Of the four parenting styles this paper refers to, I likely fit the third one which is described thusly:

Authoritative parents are both demanding and responsive. "They monitor and impart clear standards for their children's conduct. They are assertive, but not intrusive and restrictive. Their disciplinary methods are supportive, rather than punitive. They want their children to be assertive as well as socially responsible, and self-regulated as well as cooperative" (Baumrind, 1991, p. 62).

What I have learned from observing other parents and looking inward, is appearance and reality can be far apart. Most of us may wish to be authoritative but the temperament of the kid/s we are raising will greatly challenge our ability to live up to this ideal. When there are multiple children in the family, adjusting style to fit the needs of each one will end up confusing all of the kids and enable bad behavior and breed resentment along the way. 

Kids like to see parents are treating them in like and fair manner - they lack the sophistication to understand the value of a bespoke parenting style even if it is meant to serve them best.
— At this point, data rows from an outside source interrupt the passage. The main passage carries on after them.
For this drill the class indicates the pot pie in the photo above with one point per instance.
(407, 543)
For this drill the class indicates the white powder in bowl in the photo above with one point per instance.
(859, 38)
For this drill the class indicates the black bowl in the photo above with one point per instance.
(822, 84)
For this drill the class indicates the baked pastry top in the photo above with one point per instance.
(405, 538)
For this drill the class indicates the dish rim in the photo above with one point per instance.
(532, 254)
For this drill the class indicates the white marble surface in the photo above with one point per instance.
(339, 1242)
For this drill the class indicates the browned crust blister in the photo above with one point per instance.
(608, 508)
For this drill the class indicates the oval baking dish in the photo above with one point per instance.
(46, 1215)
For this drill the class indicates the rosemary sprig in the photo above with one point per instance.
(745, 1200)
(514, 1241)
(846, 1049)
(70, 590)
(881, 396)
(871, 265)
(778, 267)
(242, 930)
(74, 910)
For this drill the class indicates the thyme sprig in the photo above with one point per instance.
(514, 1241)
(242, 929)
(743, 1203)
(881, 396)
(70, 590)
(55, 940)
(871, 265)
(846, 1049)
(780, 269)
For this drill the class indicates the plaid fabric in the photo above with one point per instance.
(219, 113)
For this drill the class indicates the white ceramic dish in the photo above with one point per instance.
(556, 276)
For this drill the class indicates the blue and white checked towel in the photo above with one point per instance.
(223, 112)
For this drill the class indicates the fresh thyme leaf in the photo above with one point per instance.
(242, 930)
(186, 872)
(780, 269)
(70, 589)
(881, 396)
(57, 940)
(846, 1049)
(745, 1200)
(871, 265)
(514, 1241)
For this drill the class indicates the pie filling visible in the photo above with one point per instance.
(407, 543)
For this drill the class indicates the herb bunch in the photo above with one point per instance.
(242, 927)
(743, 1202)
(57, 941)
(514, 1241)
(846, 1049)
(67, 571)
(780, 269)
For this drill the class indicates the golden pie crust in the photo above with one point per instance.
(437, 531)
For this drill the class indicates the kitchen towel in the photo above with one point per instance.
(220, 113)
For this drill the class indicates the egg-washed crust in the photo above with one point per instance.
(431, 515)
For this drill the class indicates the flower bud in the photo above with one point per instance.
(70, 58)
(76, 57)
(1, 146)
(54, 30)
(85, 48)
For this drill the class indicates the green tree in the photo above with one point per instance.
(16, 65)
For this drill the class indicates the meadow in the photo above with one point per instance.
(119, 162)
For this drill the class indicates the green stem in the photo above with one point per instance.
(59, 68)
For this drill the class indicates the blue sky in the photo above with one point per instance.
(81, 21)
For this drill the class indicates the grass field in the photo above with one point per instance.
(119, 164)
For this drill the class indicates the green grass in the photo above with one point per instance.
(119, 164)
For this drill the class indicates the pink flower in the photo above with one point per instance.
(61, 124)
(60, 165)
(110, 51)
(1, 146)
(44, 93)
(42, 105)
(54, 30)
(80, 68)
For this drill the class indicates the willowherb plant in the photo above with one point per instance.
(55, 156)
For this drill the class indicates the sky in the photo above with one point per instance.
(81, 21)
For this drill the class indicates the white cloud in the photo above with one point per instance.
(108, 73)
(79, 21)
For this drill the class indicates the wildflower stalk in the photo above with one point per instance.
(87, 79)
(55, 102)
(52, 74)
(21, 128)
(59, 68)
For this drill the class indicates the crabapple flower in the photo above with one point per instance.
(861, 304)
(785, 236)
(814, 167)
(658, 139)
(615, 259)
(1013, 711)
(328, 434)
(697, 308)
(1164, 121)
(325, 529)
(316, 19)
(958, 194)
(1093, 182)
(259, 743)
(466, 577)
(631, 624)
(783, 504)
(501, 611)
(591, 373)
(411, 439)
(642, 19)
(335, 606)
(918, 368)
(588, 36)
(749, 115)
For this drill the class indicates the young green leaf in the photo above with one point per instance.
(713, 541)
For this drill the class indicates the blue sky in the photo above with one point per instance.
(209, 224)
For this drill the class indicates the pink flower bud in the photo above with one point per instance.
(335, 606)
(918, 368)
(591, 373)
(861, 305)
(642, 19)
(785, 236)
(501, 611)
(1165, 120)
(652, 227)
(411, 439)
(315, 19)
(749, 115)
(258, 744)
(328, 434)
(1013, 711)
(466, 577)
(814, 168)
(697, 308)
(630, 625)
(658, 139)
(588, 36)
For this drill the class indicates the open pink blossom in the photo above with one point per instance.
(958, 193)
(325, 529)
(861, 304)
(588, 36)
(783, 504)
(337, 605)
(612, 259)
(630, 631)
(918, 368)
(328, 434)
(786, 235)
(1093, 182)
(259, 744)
This is the hardest thing to balance for a parent. Under the pressure created by the needs of very different kids, the parenting style devolves into a hybrid that serves all of them somewhat well but none of them exceptionally. 

There is also the theory that parenting style is a direct reflection of personality which can impact the relationship of the parents in ways that they had never anticipated until kids became part of their family unit and raising them a bellwether for their own relationship.

It is said that an uncompromising and autocratic parent (perhaps even the ones that is trying to be authoritative and failing to do so) is likely to be the controlling partner in the relationship. Whereas, the lenient, permissive parent is likely to be indifferent to the needs and concerns of their partner or remain non-assertive on important issues that impact the family. 

So in a situation where both parents are trying to do the right thing  by being "both demanding and responsive.", depending on how far the fail to meet the mark, they would end up very far apart. One would land on the indulgent end of the spectrum and the other would turn authoritarian in an subconscious effort to restore balance. This is probably the worst of all possible worlds for all concerned.